Весна не спешила — до комоедиц[17]
стояли морозы, а после подул сырой северо-западный ветер, принес тучи, полные тяжелого мокрого снега, и зимний холод сменился промозглой сыростью.Вернигора не выздоравливал — с той памятной ночи он так ни разу и не открыл глаз. Волот ездил к нему в университет, и видел, что повязки с лица ему сняли — шрамы, конечно, остались, но не страшные, не уродующие: доктор Велезар говорил, они сойдут через год-два. А вот из глаз главного дознавателя сочился гной, он не мог даже приподнять век, и с каждым днем доктор качал головой все горше и горше, а сам Вернигора отчаивался все сильней. Он не умел болеть: пытался заставить писарей читать ему вслух, надеялся довести до конца те дела, которые начал, но только раздражался без меры, ругался на своих помощников, запирался в спальне и по многу часов не выходил оттуда.

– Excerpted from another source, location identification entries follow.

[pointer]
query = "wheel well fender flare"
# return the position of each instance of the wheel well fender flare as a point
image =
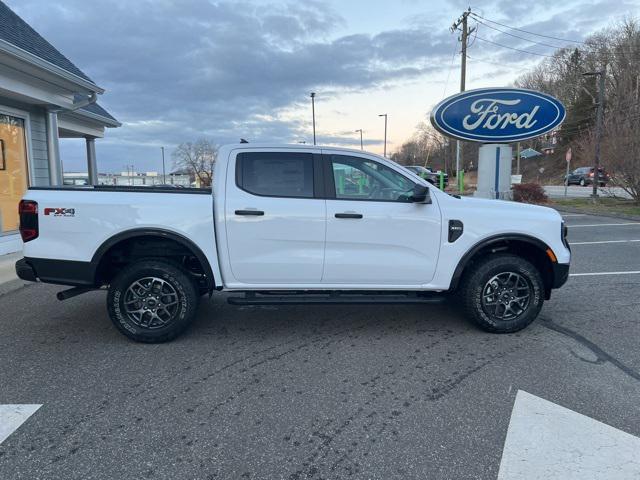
(487, 242)
(157, 233)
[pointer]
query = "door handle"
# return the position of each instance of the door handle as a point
(256, 213)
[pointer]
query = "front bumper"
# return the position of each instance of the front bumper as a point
(560, 274)
(25, 271)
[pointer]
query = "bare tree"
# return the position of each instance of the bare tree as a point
(198, 158)
(620, 144)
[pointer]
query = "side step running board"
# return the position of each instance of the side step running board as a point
(277, 298)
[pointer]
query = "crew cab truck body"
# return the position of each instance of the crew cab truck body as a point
(293, 224)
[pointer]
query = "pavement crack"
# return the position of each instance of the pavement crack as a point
(600, 354)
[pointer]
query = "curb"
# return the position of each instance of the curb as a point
(622, 216)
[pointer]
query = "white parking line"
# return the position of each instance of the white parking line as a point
(604, 241)
(633, 272)
(12, 416)
(604, 225)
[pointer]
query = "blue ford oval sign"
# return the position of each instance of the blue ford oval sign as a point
(497, 115)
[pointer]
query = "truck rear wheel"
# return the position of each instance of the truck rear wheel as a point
(152, 301)
(503, 293)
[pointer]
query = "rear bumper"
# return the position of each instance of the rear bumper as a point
(560, 274)
(60, 272)
(25, 271)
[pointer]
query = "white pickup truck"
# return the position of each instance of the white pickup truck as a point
(288, 225)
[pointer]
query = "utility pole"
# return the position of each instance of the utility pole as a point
(313, 115)
(385, 133)
(466, 31)
(361, 144)
(596, 168)
(164, 173)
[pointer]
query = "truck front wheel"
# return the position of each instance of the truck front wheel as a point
(152, 301)
(502, 293)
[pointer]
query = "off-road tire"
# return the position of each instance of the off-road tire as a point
(176, 280)
(475, 281)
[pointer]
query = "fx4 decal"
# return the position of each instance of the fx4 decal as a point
(60, 212)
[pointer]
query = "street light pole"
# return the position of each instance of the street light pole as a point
(596, 168)
(164, 173)
(385, 132)
(313, 115)
(361, 144)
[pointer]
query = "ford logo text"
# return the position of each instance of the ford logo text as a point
(497, 115)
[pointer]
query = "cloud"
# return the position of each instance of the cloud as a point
(178, 70)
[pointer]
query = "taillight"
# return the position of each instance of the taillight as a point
(28, 211)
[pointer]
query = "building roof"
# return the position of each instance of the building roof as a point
(19, 33)
(95, 111)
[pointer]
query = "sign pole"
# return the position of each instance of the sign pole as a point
(567, 157)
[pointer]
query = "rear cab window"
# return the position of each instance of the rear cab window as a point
(276, 174)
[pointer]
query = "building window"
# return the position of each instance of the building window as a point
(13, 170)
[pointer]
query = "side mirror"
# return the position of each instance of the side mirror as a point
(420, 194)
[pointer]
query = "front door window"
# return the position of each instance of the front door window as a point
(13, 170)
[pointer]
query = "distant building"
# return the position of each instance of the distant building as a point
(43, 97)
(138, 179)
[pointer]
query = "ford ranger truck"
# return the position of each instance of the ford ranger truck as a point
(292, 224)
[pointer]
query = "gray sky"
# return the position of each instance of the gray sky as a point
(178, 70)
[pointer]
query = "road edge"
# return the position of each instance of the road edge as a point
(622, 216)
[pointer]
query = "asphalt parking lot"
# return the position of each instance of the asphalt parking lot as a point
(376, 392)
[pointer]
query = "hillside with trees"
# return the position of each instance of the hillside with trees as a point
(616, 51)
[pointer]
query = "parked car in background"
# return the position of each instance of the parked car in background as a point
(584, 176)
(429, 175)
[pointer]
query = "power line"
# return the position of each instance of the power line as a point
(513, 48)
(593, 48)
(518, 36)
(526, 31)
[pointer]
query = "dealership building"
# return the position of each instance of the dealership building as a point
(43, 97)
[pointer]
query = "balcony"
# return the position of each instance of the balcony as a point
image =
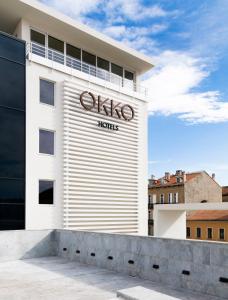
(76, 64)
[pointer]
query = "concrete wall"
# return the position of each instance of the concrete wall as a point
(21, 244)
(202, 187)
(156, 259)
(136, 256)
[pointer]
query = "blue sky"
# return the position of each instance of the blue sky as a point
(188, 40)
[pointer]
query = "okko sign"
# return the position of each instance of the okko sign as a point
(112, 109)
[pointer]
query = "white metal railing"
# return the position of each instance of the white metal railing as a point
(77, 64)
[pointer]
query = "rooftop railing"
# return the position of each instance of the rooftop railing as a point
(81, 66)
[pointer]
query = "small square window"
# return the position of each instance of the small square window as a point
(46, 142)
(209, 233)
(115, 69)
(73, 51)
(221, 234)
(103, 64)
(47, 92)
(55, 44)
(162, 198)
(198, 232)
(37, 37)
(46, 192)
(128, 75)
(188, 232)
(88, 58)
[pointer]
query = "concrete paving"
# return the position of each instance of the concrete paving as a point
(54, 278)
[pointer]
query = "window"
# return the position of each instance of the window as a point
(46, 192)
(37, 37)
(55, 44)
(128, 75)
(46, 142)
(115, 69)
(179, 180)
(88, 58)
(188, 232)
(209, 233)
(47, 92)
(221, 233)
(154, 198)
(170, 198)
(73, 51)
(175, 198)
(162, 198)
(103, 64)
(198, 232)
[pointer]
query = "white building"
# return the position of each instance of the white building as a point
(85, 129)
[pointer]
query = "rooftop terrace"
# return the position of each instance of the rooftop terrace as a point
(63, 264)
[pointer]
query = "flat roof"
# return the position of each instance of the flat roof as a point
(12, 11)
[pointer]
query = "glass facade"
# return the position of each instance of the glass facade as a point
(75, 54)
(12, 133)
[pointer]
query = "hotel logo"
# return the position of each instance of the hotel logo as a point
(106, 106)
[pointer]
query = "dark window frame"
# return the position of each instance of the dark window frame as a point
(209, 233)
(188, 232)
(58, 40)
(89, 54)
(54, 92)
(129, 72)
(54, 137)
(69, 46)
(53, 192)
(115, 65)
(37, 32)
(198, 232)
(100, 60)
(222, 236)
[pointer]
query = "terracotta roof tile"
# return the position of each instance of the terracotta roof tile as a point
(173, 179)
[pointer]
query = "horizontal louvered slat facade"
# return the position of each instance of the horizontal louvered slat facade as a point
(100, 166)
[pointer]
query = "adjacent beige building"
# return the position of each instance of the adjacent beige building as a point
(208, 225)
(182, 187)
(225, 194)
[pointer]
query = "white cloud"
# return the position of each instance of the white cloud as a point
(133, 10)
(171, 90)
(74, 8)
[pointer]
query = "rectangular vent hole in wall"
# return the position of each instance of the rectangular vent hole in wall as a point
(223, 279)
(131, 262)
(186, 272)
(156, 267)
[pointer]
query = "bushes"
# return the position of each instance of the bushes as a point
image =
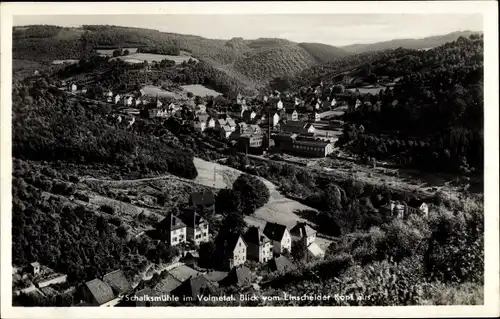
(108, 209)
(456, 248)
(252, 192)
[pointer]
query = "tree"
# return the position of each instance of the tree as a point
(206, 251)
(280, 84)
(298, 250)
(253, 192)
(234, 223)
(227, 201)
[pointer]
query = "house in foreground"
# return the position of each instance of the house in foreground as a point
(193, 287)
(303, 232)
(234, 251)
(197, 227)
(279, 236)
(118, 282)
(313, 251)
(238, 276)
(281, 264)
(259, 247)
(203, 202)
(97, 293)
(174, 231)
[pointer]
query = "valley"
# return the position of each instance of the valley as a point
(160, 161)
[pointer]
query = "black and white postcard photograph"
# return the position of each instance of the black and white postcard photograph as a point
(280, 159)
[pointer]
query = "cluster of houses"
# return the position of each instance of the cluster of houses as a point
(247, 127)
(36, 278)
(275, 240)
(403, 210)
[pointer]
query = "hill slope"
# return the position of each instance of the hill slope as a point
(323, 52)
(253, 62)
(416, 44)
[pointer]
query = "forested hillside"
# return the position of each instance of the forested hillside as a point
(253, 62)
(48, 126)
(433, 118)
(425, 43)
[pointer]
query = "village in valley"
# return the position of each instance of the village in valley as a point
(204, 193)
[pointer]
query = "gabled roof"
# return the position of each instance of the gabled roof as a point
(171, 222)
(282, 264)
(183, 272)
(205, 198)
(203, 117)
(191, 218)
(255, 236)
(216, 276)
(415, 203)
(314, 250)
(230, 243)
(100, 290)
(274, 231)
(167, 284)
(194, 287)
(118, 282)
(302, 230)
(238, 276)
(308, 125)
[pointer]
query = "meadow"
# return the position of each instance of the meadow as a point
(150, 57)
(200, 90)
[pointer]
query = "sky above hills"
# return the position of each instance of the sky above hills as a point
(337, 30)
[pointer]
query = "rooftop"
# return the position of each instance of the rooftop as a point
(274, 231)
(118, 282)
(100, 290)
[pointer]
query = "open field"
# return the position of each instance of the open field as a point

И через несколько дней доктор прямо сказал Волоту: скоро придется искать нового главного дознавателя. Но князю было не до этого — с каждым днем то, что Велезар называл болезнью, тревожило его все сильней. Ему все время хотелось побыть в одиночестве, ему хотелось убежать, бросить все на произвол судьбы: судебные дела, бесконечные заседания в думе, гонцов, привозящих вести, длинные письмена от королей, великих князей, ханов и султанов — хоть молодой Воецкий-Караваев и взял на себя сношения с ними, но непременно каждый свой шаг обсуждал с князем, или не доверяя самому себе, или снимая с себя ответственность.
Иногда Волот убегал — садился на коня и гнал его во весь опор по льду Волхова — это помогало на несколько часов избавится от ощущения безвыходности, от невозможности сидеть на месте. А сидеть на месте было просто невыносимо, Волот чувствовал, как по телу пробегает дрожь, более всего похожая на дрожь от тягостного ожидания. Он действовал не спеша, но все время куда-то собирался, и понять не мог, куда ему надо торопиться.